DETAILED DESCRIPTION
[0012] Described herein are methods and systems for document
segmentation trained on a set of marked documents. Data extraction
can be optimized by the implementation of extraction rules. This
type of optimization, however, can be limited since different
document segments may be associated with different rules. Thus,
implementing a single set of rules across a whole document may not
produce significant benefits. Similarly, implementing different
sets of rules for different document segments can involve expensive
operations to determine a segment type before being able to select
a particular extraction rule. In some implementations, documents
may include "markings" that label or otherwise identify particular
segments of text within the documents for extraction. While the use
of markings can reduce the amount of processing used for data
extraction, identifying and marking segments within the text can
often involve significant manual effort.
[0013] Aspects of the present disclosure address the above noted
and other deficiencies by generating a system capable of quickly
and accurately automatically marking segments within a document
utilizing a training process that allows the system to generate
classifiers capable of locating and marking segments of certain
types within a document.
[0014] In an illustrative example, a marking system receives a
natural language target document that does not include any
markings. A natural language target document refers to a document
that includes text content (e.g., a text document, a word
processing document, an image document that has undergone optical
character recognition (OCR)). The document marking system may then
apply classification process to the target document to mark certain
types of segments.
[0015] Classifiers used in the classification process are trained
to identify document segments of a certain type. Training is
performed on a marked set of documents and allows the system to
quickly and efficiently identify segments of text within a document
to reduce the number of production rules applied to such segment
and thereby optimize the speed and quality of fact extraction from
this document.
[0016] Various aspects of the above referenced methods and systems
are described in details herein below by way of examples, rather
than by way of limitation.
[0017] FIG. 1 depicts a flow diagram of one illustrative example of
a method for training parameters of a classifier functions employed
for identifying segments of text within target documents, in
accordance with one or more aspects of the present disclosure.

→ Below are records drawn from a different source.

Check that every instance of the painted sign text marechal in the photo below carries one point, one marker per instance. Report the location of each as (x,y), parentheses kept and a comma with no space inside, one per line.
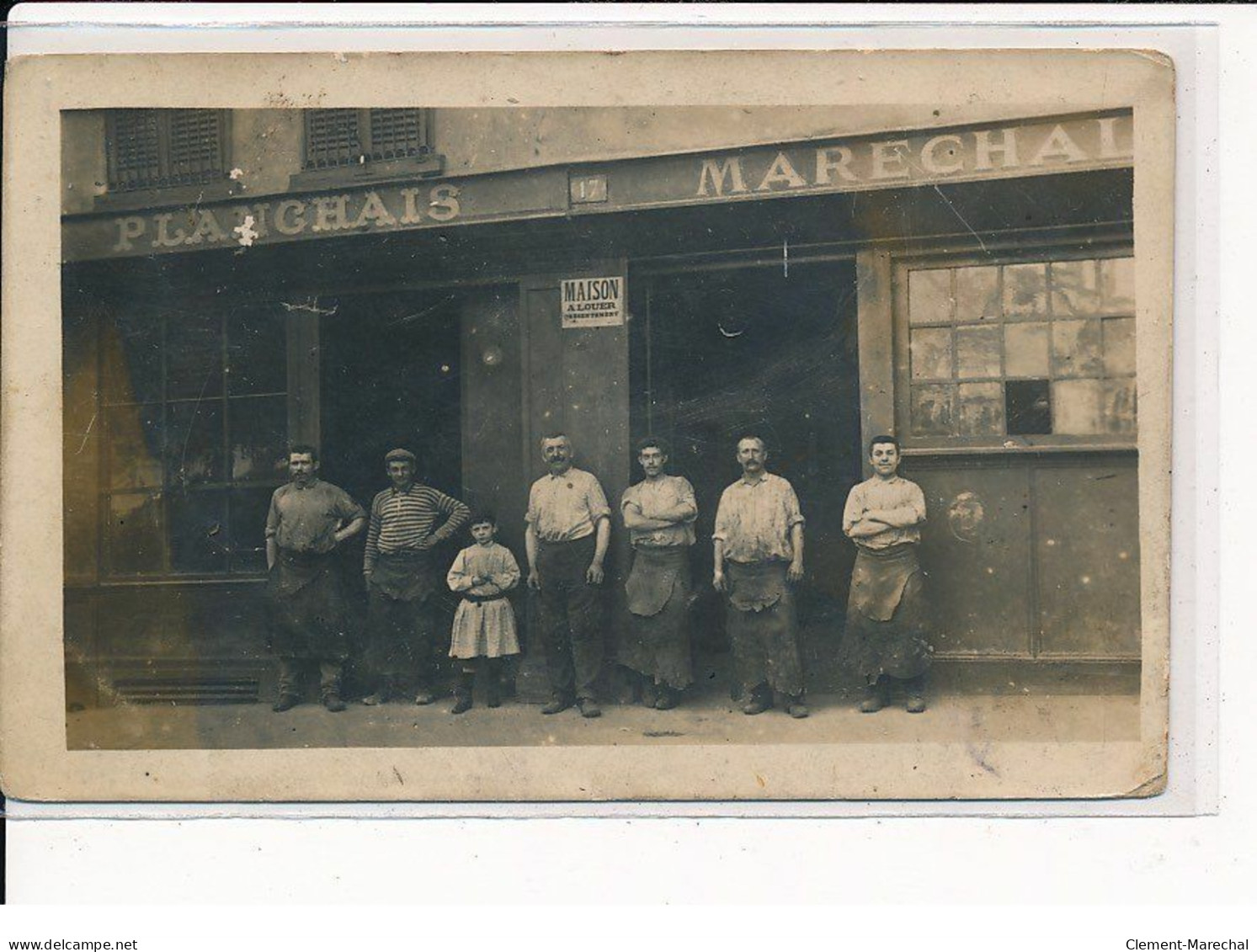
(328,214)
(920,157)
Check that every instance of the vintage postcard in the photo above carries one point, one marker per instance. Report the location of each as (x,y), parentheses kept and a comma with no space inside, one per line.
(658,426)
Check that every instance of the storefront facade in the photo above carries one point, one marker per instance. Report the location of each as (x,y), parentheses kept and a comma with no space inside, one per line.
(968,289)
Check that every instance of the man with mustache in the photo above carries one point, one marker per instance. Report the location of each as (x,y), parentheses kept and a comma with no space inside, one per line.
(407,521)
(567,536)
(659,514)
(308,519)
(887,617)
(759,545)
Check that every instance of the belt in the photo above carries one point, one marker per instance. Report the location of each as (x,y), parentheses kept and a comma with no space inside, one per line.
(482,599)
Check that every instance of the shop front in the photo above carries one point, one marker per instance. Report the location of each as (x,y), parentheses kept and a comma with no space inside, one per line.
(967,289)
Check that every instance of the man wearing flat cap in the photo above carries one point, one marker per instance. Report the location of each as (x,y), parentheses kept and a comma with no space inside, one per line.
(407,521)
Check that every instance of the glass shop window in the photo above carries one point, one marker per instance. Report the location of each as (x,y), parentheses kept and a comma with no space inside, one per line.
(195,410)
(160,148)
(1043,348)
(349,137)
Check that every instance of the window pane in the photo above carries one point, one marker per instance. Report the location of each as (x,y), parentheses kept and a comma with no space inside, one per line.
(257,356)
(397,133)
(194,356)
(131,357)
(194,146)
(1119,347)
(332,137)
(981,410)
(134,538)
(1075,289)
(248,519)
(977,294)
(932,354)
(259,436)
(134,436)
(1078,348)
(1079,406)
(977,352)
(135,152)
(1029,407)
(198,531)
(1026,349)
(194,446)
(1025,290)
(1118,280)
(1119,408)
(932,410)
(929,296)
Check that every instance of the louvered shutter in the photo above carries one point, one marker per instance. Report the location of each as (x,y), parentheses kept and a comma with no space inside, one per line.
(153,148)
(397,133)
(332,138)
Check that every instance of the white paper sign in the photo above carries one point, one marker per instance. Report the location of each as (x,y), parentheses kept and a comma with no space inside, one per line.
(594,301)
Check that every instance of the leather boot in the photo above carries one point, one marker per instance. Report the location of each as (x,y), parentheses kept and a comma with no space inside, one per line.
(463,692)
(493,682)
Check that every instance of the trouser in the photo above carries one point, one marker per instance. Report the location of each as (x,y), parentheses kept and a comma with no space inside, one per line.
(402,643)
(290,671)
(570,617)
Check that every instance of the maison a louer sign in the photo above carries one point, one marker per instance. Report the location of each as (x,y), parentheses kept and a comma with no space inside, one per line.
(856,163)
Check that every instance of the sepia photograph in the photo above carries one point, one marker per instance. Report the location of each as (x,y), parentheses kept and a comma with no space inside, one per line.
(636,449)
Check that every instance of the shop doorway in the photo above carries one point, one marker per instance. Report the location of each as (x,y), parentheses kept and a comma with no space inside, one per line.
(721,354)
(390,378)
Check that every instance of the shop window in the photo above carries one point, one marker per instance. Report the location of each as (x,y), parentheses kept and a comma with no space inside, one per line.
(349,137)
(1038,348)
(195,411)
(160,148)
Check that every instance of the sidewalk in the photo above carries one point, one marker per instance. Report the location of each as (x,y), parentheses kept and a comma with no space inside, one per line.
(711,720)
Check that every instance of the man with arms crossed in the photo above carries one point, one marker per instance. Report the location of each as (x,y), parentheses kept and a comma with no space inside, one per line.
(659,514)
(407,521)
(759,545)
(887,618)
(308,519)
(567,535)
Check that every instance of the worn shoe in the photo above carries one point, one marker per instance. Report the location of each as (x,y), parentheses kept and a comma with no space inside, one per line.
(872,701)
(557,704)
(797,710)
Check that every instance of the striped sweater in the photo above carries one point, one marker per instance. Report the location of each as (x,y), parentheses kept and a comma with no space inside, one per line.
(402,521)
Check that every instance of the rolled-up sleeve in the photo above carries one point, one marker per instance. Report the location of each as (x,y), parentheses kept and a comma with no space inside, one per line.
(853,512)
(919,503)
(722,518)
(273,515)
(793,514)
(596,500)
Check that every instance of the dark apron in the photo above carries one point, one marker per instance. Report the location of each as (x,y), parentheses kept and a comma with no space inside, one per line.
(879,578)
(657,574)
(403,577)
(754,586)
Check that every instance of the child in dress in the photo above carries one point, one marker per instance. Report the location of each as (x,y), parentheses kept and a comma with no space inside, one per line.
(484,625)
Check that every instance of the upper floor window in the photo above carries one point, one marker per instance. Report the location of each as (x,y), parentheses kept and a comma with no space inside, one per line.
(349,137)
(1027,348)
(157,148)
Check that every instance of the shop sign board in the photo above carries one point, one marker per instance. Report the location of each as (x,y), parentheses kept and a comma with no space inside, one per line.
(592,301)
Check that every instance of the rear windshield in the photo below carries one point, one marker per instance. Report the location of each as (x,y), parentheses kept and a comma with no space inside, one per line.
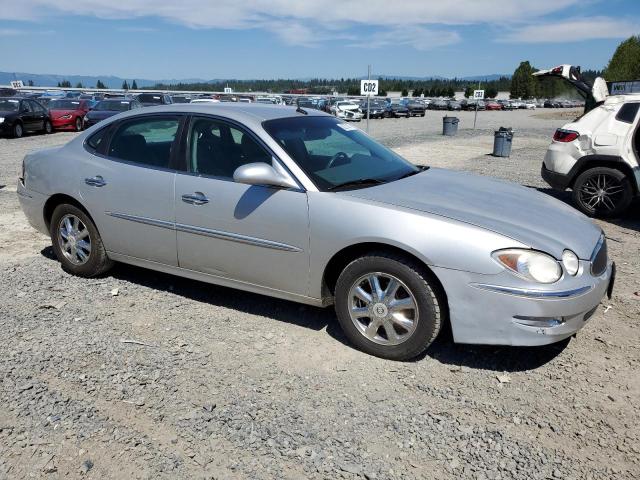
(112,105)
(149,98)
(9,105)
(64,105)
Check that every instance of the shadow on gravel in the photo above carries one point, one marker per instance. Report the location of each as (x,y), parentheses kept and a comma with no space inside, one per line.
(493,357)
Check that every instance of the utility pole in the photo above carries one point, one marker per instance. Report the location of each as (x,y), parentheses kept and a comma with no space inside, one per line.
(368,96)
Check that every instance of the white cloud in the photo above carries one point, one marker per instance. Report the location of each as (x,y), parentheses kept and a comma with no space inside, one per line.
(572,30)
(420,38)
(421,24)
(12,32)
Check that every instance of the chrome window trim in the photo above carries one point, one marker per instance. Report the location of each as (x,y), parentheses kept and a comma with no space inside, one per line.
(528,293)
(234,237)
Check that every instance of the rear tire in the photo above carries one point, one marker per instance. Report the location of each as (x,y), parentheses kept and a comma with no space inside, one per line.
(399,319)
(602,192)
(77,243)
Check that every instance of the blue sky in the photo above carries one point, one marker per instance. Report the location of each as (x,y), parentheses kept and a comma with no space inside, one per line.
(162,39)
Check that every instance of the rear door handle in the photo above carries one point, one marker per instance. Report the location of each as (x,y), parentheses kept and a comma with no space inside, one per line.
(197,198)
(96,181)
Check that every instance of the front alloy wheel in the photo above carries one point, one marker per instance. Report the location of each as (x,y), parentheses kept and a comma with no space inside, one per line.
(383,308)
(602,192)
(387,305)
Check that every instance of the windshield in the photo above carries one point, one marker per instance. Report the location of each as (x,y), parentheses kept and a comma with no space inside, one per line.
(9,105)
(333,153)
(64,105)
(112,105)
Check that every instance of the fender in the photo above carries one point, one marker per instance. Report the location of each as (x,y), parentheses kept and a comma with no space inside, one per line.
(612,161)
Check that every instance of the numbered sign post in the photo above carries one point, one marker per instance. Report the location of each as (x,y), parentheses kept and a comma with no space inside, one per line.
(477,96)
(369,88)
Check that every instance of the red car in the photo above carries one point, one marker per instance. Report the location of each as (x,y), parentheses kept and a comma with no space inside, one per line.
(68,113)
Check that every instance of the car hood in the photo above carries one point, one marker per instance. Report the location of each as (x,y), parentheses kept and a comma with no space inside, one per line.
(523,214)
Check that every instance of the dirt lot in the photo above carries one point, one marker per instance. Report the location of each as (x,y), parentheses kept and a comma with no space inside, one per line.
(172,378)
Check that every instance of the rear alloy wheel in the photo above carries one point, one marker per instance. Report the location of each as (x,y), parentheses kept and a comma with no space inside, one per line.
(387,306)
(77,243)
(602,192)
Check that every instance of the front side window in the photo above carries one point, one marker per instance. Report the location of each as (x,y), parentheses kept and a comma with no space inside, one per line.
(333,153)
(218,149)
(148,141)
(627,112)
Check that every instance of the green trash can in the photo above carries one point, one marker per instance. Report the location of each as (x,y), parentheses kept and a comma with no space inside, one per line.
(450,125)
(502,140)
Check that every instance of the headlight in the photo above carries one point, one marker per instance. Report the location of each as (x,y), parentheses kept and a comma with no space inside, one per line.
(529,264)
(571,262)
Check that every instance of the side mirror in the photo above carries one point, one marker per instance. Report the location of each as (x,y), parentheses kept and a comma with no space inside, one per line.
(262,174)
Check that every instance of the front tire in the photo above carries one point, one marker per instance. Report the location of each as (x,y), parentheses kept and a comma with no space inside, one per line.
(602,192)
(387,306)
(77,243)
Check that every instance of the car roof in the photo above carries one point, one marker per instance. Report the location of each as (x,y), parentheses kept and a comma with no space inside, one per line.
(241,112)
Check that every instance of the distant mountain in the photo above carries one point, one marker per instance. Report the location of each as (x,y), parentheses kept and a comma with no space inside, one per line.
(89,81)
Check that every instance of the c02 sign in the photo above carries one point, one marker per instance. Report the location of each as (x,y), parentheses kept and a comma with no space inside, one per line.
(368,87)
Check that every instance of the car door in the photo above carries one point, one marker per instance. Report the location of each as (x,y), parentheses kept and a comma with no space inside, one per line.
(248,233)
(39,115)
(27,116)
(128,186)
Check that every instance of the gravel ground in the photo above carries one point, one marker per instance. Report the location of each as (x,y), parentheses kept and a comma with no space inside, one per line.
(145,375)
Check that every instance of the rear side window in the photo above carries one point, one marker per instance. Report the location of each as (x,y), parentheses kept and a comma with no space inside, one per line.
(147,141)
(628,112)
(94,141)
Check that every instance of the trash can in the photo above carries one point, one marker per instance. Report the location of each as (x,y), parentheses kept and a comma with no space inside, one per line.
(502,140)
(450,125)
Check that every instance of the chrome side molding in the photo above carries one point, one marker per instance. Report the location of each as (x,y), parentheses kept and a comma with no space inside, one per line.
(233,237)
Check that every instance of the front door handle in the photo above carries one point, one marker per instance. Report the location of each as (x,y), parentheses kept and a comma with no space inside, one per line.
(96,181)
(197,198)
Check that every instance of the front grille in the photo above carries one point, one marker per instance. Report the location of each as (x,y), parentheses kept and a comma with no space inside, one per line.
(599,257)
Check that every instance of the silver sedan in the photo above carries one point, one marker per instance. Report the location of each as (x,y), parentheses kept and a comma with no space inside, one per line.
(297,204)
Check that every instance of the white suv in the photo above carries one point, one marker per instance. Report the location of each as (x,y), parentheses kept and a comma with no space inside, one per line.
(597,154)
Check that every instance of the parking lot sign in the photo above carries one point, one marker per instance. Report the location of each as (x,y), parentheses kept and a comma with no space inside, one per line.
(368,87)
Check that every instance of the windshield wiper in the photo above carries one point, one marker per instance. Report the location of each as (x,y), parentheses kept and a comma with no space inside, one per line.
(421,168)
(356,183)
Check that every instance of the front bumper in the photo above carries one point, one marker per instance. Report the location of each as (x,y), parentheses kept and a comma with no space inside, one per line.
(496,310)
(62,123)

Method 100 and/or each of its individual functions, routines,
subroutines, or operations may be performed by one or more
processors of the computer system (e.g., computer system 400 of
FIG. 4) implementing the method. In certain implementations, method
100 may be performed by a single processing thread. Alternatively,
method 100 may be performed by two or more processing threads, each
thread implementing one or more individual functions, routines,
subroutines, or operations of the method. In an illustrative
example, the processing threads implementing method 100 may be
synchronized (e.g., using semaphores, critical sections, and/or
other thread synchronization mechanisms). Alternatively, the
processing threads implementing method 100 may be executed
asynchronously with respect to each other.
[0018] At block 110, a computer system implementing the method may
receive a marked natural language text 110 (e.g., a document or a
collection of documents). In an illustrative example, the computer
system may receive the natural language text 110 in the form of an
electronic document which may be produced by scanning or otherwise
acquiring an image of a paper document and performing optical
character recognition (OCR) to produce the document text. In
another illustrative example, the computer system may receive the
natural language text 110 in the form of one or more formatted
files, such as word processing files, electronic mail messages,
digital content files, etc. A marked text is a text that includes
marking information for marked segments. In some implementations, a
segment is a portion of a text that consists of one or more full
sentences, so a starting point of a segment is always a starting
point of a sentence, and an ending point of a segment is always an
ending point of a sentence. In some implementations a segment may
span over multiple sentences and paragraphs. Each marked segment in
the marked natural language text 110 is associated with one or more
segment types. Segment types may include, for example, such types
as "title", "text", "table", "signature block", "parties",
"contract terms", "terms of payment", "termination terms",
"applicable law", etc.
[0019] FIG. 3 depicts an example of a marked natural language text
110. This sample text 110 shows segments 310, 320, 330, 340, 350,
360, 370, 380, 390. Each segment is marked with its beginning point
(311, 321, 331, 341, 351, 361, 371, 381, 391) and ending point
(312, 322, 332, 342, 352, 362, 372, 382, 392). Segments 310 and 320
are segments of segment type "Title". Segment 330 is a segment of
segment type "Table". Segments 340 and 350 mark segments of segment
type "Text". Segment 360 is a segment of segment type "Parties".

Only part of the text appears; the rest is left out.